| Lane Robins ( @ 2009-01-27 23:05:00 |
So I've got a bit of free time, if there is such a beast, and I'm trying to catch up on my To Be Read Pile o' Doom. It's been kind of bugging me, how behind I've gotten. I've always been an enormous reader, and of late. . . not so much.
Part of it can be blamed on writing: writing takes up reading time, writing makes me crazy editor on other people's books, writing makes my eyes hurt until I want to pull them out of my head and find a hobby that just doesn't require them.
But, I think most of all? Reading is not a multi-tasking event. And this is a multi-tasking world. In high school, college, etc, I used to grab a stack of books, and hurl myself into the comfy chair, sprawl on the bed, the floor, wherever there was light and space, and go for it. Now, unless the book is wildly hard to put down, I can't help myself. I think about what I should be doing, what I need to do, what I could be doing. I try to do other things while reading, and really--the only thing you can do with any degree of success while reading, is eat.
On the other hand, while watching TV, you can successfully, do your laundry folding, check email, check newsfeeds, play with the cats, make dinner, talk on the telephone (if I'm being terribly rude to the caller), even hit the treadmill. Reading doesn't allow for any of that without disruption. Writing, oddly, does. I'm a fit and spurt writer, a hundred words here--flee the desk--a hundred words there--flee the desk. Things get done all around me.
But you know? I really miss reading. I learned to set aside writing time; maybe I need to set aside reading time. I can steal time here and there, but it's just not the same experience at all. I miss the immersive days, where my body might as well have been a carcass while I read. Nothing distracting me, nothing disrupting me, and if I got up at all, it was with the book glued to my face. (Yes, I was that reader. The one who wandered school hallways with a book open and a dazed expression.) Fantasy and science fiction, even horror, more than any other genres require that kind of immersion. Mysteries, you can set down. Chick lit, romance, lit, adventure. All of it can be put down, generally without distress. But fantasy. . . I put down a George R R Martin book and there's a need for transition from his world to mine and back again. It's hard to let go, harder to get back into it. Science fiction's the same, at least any SF book with an Other World setting. And Horror? It's all about atmosphere. You lose that momentum and make a trip back to the real world--you're in danger of gaining perspective, of stepping back in at just the wrong moment where the whole thing just seems sort of. . . silly.
This may explain why out of all the books bought last year, the ones that remain unread are 90% high fantasy or elaborate SF. And the ones that I've been picking up are now-world settings, for the most part; quick paced adventures with a modern feel. I want to read the books malingering on my shelves. I've been drooling over Marie Brennan's Midnight Never Come for so long that she's finished the sequel to it. Yeah, it's past time to add reading to my schedule.

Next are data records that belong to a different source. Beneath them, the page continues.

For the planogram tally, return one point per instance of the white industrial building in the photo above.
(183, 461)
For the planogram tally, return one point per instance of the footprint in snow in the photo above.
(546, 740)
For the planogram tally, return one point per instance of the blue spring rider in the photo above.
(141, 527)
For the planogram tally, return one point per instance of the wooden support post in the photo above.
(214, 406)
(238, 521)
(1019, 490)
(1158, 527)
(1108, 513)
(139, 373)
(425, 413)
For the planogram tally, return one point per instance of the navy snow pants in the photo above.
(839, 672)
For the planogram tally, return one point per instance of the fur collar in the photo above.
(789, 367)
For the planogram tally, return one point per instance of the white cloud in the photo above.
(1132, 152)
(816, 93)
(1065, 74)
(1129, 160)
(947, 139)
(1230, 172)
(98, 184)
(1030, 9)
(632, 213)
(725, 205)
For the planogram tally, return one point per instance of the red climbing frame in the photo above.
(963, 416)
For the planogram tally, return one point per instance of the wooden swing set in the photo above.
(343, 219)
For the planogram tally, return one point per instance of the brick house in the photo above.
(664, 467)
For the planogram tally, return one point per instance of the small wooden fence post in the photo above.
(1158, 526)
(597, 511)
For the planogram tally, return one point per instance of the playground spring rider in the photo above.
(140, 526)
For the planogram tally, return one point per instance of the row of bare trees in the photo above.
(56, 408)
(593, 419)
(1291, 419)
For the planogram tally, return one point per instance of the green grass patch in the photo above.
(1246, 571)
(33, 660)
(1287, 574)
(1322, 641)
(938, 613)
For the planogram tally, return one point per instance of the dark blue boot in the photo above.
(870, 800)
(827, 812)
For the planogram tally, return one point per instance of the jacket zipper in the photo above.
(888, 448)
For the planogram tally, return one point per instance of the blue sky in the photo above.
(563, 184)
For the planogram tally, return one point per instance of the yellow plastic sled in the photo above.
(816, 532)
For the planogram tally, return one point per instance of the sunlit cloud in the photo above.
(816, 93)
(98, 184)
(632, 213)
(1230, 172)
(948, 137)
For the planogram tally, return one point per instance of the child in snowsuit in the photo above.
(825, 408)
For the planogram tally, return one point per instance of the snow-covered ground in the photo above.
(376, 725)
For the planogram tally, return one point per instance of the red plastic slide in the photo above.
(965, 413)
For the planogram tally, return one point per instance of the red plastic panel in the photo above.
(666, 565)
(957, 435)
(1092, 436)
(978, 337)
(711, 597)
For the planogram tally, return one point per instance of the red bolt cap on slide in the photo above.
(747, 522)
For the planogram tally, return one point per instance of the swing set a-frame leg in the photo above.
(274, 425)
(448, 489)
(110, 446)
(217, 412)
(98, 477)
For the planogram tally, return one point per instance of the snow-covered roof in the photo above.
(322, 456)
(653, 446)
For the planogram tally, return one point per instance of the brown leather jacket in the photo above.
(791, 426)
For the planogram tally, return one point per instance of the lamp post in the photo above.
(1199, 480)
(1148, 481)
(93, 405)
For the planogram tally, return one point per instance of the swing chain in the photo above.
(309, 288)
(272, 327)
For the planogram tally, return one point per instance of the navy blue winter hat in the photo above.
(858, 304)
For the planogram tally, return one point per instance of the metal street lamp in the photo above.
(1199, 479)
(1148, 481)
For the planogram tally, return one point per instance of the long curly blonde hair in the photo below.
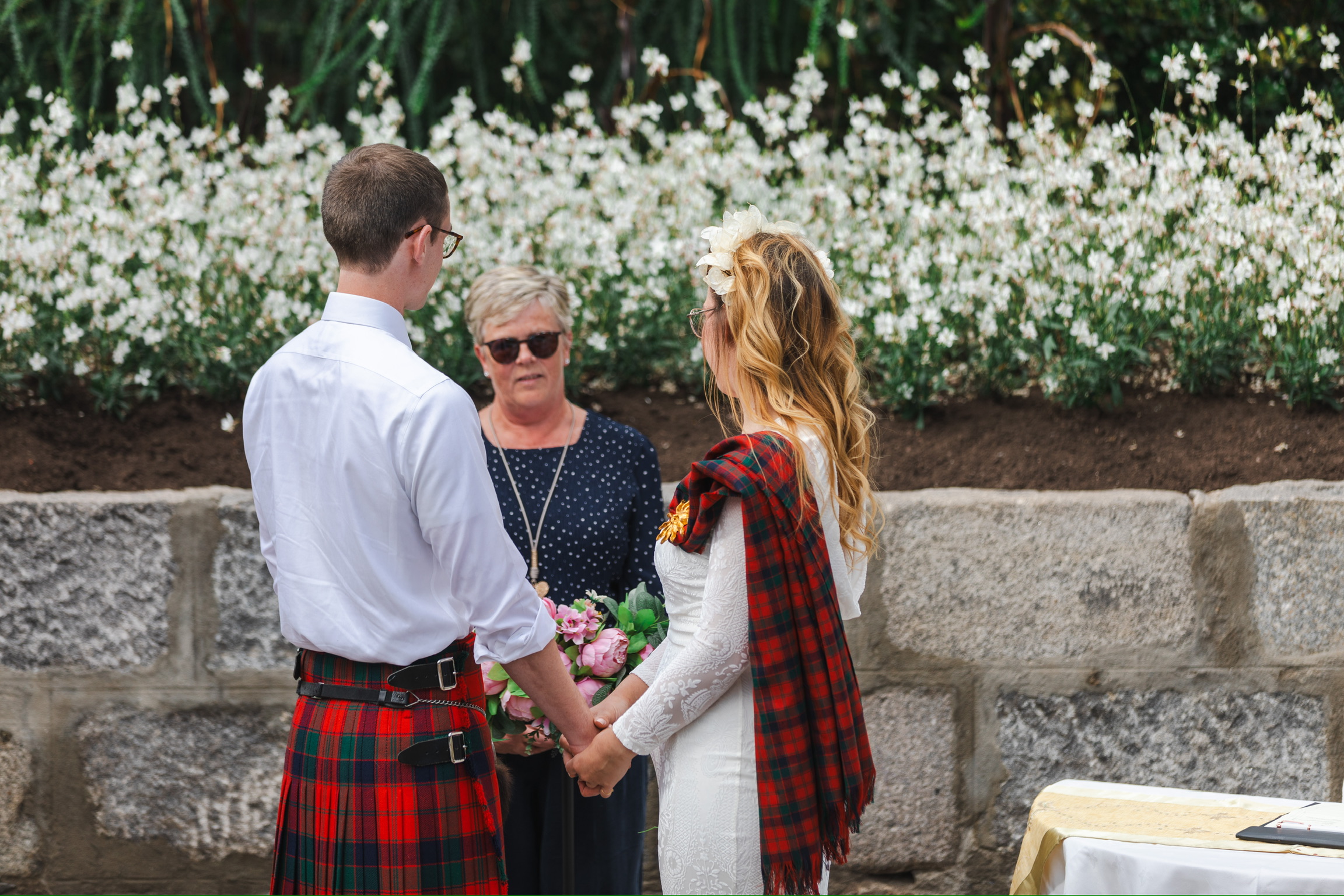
(796, 365)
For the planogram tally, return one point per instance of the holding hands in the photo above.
(605, 761)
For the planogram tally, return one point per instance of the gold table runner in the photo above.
(1160, 816)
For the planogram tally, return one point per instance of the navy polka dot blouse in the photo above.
(604, 517)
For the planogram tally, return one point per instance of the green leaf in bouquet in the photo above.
(640, 600)
(502, 726)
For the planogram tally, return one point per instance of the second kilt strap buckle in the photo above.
(430, 752)
(383, 698)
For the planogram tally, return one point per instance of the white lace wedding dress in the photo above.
(696, 718)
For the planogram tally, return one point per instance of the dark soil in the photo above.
(1157, 441)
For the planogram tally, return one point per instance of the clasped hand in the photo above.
(604, 762)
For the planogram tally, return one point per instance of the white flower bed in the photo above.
(1073, 258)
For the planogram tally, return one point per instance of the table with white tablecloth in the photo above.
(1096, 837)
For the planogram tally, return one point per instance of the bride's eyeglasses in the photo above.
(505, 351)
(698, 317)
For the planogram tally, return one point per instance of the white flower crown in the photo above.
(738, 228)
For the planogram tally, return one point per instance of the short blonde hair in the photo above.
(499, 296)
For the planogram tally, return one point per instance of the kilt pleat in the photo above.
(354, 820)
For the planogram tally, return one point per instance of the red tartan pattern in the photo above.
(354, 820)
(815, 771)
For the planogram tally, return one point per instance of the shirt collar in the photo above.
(344, 308)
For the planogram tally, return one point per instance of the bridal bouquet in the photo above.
(597, 640)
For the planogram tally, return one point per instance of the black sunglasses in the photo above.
(505, 351)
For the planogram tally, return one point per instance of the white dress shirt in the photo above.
(378, 516)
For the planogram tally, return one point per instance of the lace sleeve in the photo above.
(648, 671)
(688, 684)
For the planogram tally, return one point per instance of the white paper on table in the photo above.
(1327, 817)
(1089, 866)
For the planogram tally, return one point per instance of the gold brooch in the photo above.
(678, 519)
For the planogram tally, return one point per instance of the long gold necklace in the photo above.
(534, 573)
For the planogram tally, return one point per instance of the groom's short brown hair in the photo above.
(373, 197)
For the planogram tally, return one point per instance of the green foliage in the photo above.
(319, 51)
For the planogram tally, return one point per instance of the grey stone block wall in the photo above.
(84, 582)
(1007, 640)
(249, 614)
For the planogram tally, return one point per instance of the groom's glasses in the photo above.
(450, 238)
(505, 351)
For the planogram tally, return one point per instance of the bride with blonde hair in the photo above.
(750, 707)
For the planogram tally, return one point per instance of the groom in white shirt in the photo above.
(394, 573)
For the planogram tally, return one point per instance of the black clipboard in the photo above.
(1297, 836)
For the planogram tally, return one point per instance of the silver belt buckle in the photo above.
(457, 746)
(452, 671)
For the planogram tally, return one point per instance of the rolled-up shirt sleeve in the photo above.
(479, 569)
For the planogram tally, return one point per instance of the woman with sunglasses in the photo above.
(581, 496)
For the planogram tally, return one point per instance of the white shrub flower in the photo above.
(976, 60)
(148, 251)
(655, 62)
(1175, 68)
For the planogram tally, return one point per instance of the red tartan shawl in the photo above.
(815, 771)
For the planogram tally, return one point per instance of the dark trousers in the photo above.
(608, 837)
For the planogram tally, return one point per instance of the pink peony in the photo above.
(518, 707)
(491, 687)
(607, 653)
(587, 687)
(577, 625)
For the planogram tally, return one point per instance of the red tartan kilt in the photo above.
(354, 820)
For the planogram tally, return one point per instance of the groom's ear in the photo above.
(373, 197)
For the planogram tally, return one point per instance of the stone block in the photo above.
(1296, 533)
(18, 832)
(1009, 577)
(913, 817)
(84, 580)
(1262, 744)
(206, 781)
(249, 614)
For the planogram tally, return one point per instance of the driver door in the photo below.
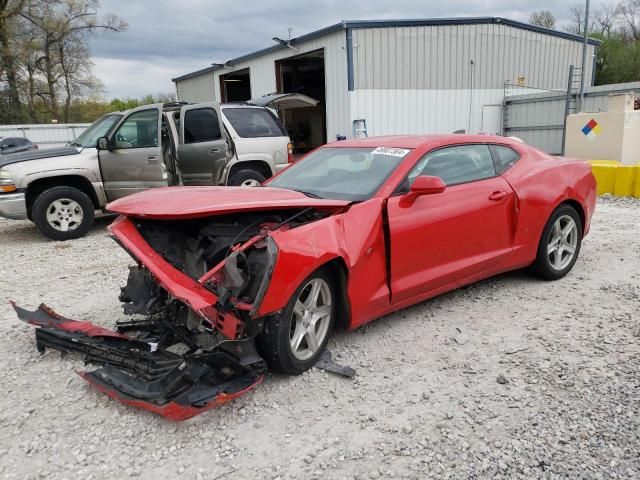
(134, 162)
(442, 238)
(202, 146)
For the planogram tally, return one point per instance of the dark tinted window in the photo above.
(454, 165)
(503, 157)
(254, 122)
(201, 125)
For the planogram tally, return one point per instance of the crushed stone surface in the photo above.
(512, 377)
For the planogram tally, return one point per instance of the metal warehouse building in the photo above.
(401, 76)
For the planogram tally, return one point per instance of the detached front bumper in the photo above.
(13, 206)
(140, 374)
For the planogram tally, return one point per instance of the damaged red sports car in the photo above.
(229, 280)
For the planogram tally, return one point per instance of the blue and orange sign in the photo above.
(592, 129)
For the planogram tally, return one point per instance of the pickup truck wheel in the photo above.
(63, 213)
(292, 340)
(246, 178)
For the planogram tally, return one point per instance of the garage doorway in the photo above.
(304, 74)
(235, 86)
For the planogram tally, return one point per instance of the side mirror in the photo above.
(423, 185)
(103, 144)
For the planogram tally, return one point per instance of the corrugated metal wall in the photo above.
(439, 57)
(421, 79)
(538, 118)
(198, 88)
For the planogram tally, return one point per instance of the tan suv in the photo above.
(158, 145)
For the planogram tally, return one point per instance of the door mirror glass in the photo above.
(102, 143)
(423, 185)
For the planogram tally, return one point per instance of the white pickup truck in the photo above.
(158, 145)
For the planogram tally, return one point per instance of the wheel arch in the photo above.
(79, 182)
(577, 206)
(261, 166)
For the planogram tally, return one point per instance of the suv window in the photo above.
(503, 157)
(201, 125)
(139, 130)
(455, 165)
(254, 122)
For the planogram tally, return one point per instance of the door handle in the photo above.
(497, 196)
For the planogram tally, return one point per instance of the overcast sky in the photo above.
(168, 38)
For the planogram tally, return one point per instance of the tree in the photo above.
(629, 13)
(9, 11)
(543, 18)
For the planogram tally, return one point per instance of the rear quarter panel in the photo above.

How do you guys do it? Can you read high fantasy in spurts?
Currently reading, or attempting to--I put it down last week and haven't picked it up again: Michael Chabon's Gentlemen of the Road.
Part of it can be blamed on writing: writing takes up reading time, writing makes me crazy editor on other people's books, writing makes my eyes hurt until I want to pull them out of my head and find a hobby that just doesn't require them.
But, I think most of all? Reading is not a multi-tasking event. And this is a multi-tasking world. In high school, college, etc, I used to grab a stack of books, and hurl myself into the comfy chair, sprawl on the bed, the floor, wherever there was light and space, and go for it. Now, unless the book is wildly hard to put down, I can't help myself. I think about what I should be doing, what I need to do, what I could be doing. I try to do other things while reading, and really--the only thing you can do with any degree of success while reading, is eat.
On the other hand, while watching TV, you can successfully, do your laundry folding, check email, check newsfeeds, play with the cats, make dinner, talk on the telephone (if I'm being terribly rude to the caller), even hit the treadmill. Reading doesn't allow for any of that without disruption. Writing, oddly, does. I'm a fit and spurt writer, a hundred words here--flee the desk--a hundred words there--flee the desk. Things get done all around me.
But you know? I really miss reading. I learned to set aside writing time; maybe I need to set aside reading time. I can steal time here and there, but it's just not the same experience at all. I miss the immersive days, where my body might as well have been a carcass while I read. Nothing distracting me, nothing disrupting me, and if I got up at all, it was with the book glued to my face. (Yes, I was that reader. The one who wandered school hallways with a book open and a dazed expression.) Fantasy and science fiction, even horror, more than any other genres require that kind of immersion. Mysteries, you can set down. Chick lit, romance, lit, adventure. All of it can be put down, generally without distress. But fantasy. . . I put down a George R R Martin book and there's a need for transition from his world to mine and back again. It's hard to let go, harder to get back into it. Science fiction's the same, at least any SF book with an Other World setting. And Horror? It's all about atmosphere. You lose that momentum and make a trip back to the real world--you're in danger of gaining perspective, of stepping back in at just the wrong moment where the whole thing just seems sort of. . . silly.
This may explain why out of all the books bought last year, the ones that remain unread are 90% high fantasy or elaborate SF. And the ones that I've been picking up are now-world settings, for the most part; quick paced adventures with a modern feel. I want to read the books malingering on my shelves. I've been drooling over Marie Brennan's Midnight Never Come for so long that she's finished the sequel to it. Yeah, it's past time to add reading to my schedule.
How do you guys do it? Can you read high fantasy in spurts?
Currently reading, or attempting to--I put it down last week and haven't picked it up again: Michael Chabon's Gentlemen of the Road.